I found myself relating to Neil from the beginning. Throughout the film I found myself reflecting on my past experiences, and I’m willing to admit that my nose felt just a little sour, and my eyes slightly glistening, towards the end.
I am a 11th grade student at an all-boys high school, one of the best here in Taiwan. The trope is real: most, if not all, Asian parents value grades above all else, and my parents forced me to drop out of a club where I was a prominent figure during the second semester of 10th grade. Just like Neil. I also love acting—another club I used to be in, also eventually sacrificed to scores and grades, was our school’s Mass Communications club. I was the male lead in my last, and most successful, short film during my stay there. One more similarity is that both of us had a love for poetry; every so often, when something tugs on my heartstrings or life becomes too pressing, I allow myself a rhyme, just like the Dead Poets Society.

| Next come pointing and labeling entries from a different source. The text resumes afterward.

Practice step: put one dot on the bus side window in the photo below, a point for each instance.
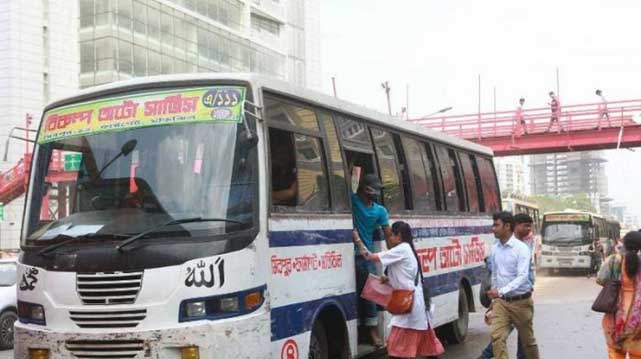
(432, 164)
(422, 184)
(358, 165)
(283, 168)
(337, 171)
(449, 182)
(299, 176)
(404, 172)
(470, 183)
(389, 173)
(490, 185)
(478, 182)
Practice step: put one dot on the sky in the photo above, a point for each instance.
(440, 48)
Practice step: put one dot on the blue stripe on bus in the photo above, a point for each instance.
(298, 318)
(449, 282)
(338, 236)
(294, 319)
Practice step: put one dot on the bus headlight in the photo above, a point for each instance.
(195, 309)
(228, 304)
(31, 313)
(38, 353)
(189, 353)
(223, 306)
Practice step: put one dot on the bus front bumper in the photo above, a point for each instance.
(548, 261)
(211, 339)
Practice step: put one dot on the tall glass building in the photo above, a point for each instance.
(120, 39)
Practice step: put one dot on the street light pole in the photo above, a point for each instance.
(385, 86)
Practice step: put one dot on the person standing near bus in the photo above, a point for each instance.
(368, 217)
(511, 289)
(520, 126)
(523, 223)
(411, 334)
(603, 110)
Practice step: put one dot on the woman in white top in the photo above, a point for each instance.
(410, 335)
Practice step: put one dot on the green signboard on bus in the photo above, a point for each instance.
(72, 161)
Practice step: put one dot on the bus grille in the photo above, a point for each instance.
(109, 288)
(108, 319)
(113, 349)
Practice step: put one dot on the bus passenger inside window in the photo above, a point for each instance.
(283, 166)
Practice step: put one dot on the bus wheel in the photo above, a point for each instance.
(318, 342)
(6, 329)
(456, 331)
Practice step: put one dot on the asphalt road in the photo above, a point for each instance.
(565, 327)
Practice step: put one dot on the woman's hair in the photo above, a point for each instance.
(632, 244)
(405, 231)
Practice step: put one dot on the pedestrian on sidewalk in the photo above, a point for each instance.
(602, 110)
(523, 232)
(411, 334)
(520, 127)
(622, 329)
(511, 291)
(555, 112)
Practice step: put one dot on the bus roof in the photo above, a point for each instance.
(571, 215)
(276, 86)
(521, 202)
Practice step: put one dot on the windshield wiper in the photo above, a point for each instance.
(171, 223)
(68, 239)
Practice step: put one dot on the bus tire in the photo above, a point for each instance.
(456, 331)
(318, 347)
(7, 318)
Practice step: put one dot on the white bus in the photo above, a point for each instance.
(576, 240)
(208, 216)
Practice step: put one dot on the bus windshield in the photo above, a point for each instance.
(566, 233)
(7, 274)
(123, 183)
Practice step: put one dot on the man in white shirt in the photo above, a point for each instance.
(511, 289)
(603, 110)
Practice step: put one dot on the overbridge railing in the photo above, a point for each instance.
(537, 120)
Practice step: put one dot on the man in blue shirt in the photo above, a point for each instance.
(523, 232)
(511, 289)
(368, 216)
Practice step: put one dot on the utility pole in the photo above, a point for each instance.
(334, 85)
(558, 89)
(385, 86)
(407, 102)
(494, 102)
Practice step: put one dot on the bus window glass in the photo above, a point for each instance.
(386, 153)
(470, 182)
(340, 201)
(449, 181)
(566, 233)
(287, 114)
(354, 135)
(490, 187)
(431, 163)
(298, 172)
(421, 181)
(479, 183)
(313, 191)
(283, 168)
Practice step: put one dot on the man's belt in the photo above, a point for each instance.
(517, 297)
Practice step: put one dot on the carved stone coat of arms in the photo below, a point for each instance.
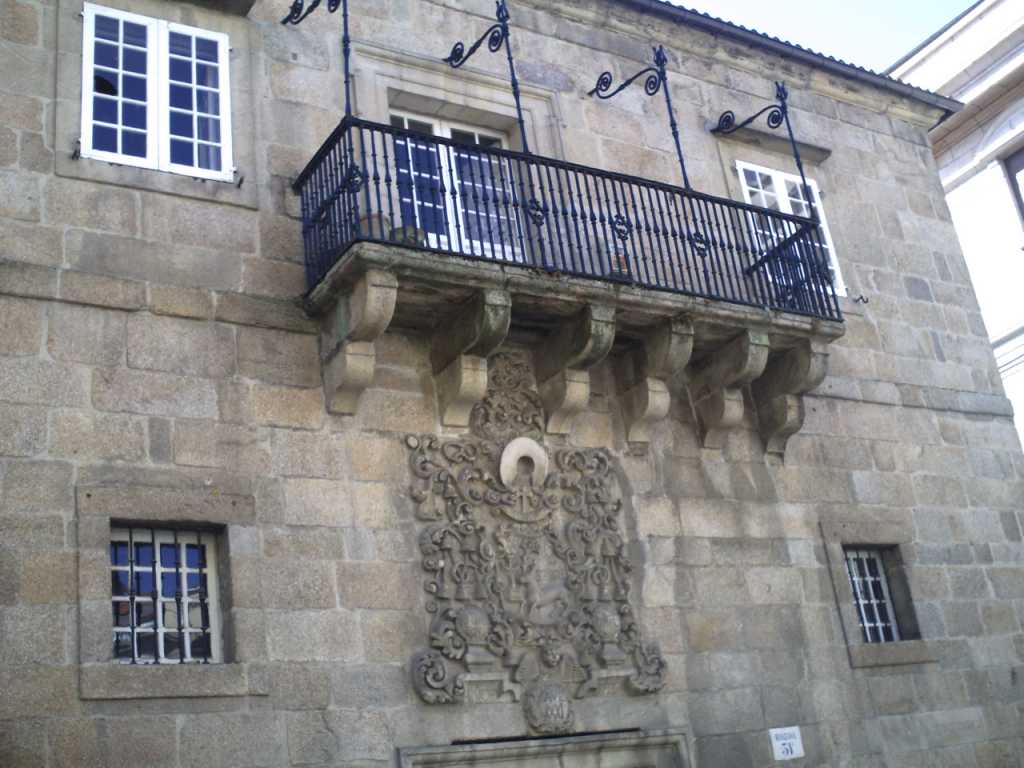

And I too had dreams of rebellion, of being who I could be without all that pressure to become what someone else wanted me to be.
I could put myself in Neil’s shoes perfectly, and I rooted for him when he decided to—to some extent—revolt against the system. I felt as if it were my own revolution, and I wished so hard for him to succeed, to change, to find a voice through the Society and in acting. And perhaps it is precisely because of this that when I got to the part where he told Mr. Keating he had received permission to perform, my heart sunk with absolute dread and muttered aloud, “You never told him, did you, Neil?”
This movie was a pristine mirror, hauntingly beautiful and reflecting my own experiences back at me. And for that I love it; and for more reasons than that I recommend it as a must-watch for children and students; for parents and teachers; for everyone out there. Watch it, and learn to suck the marrow out of life.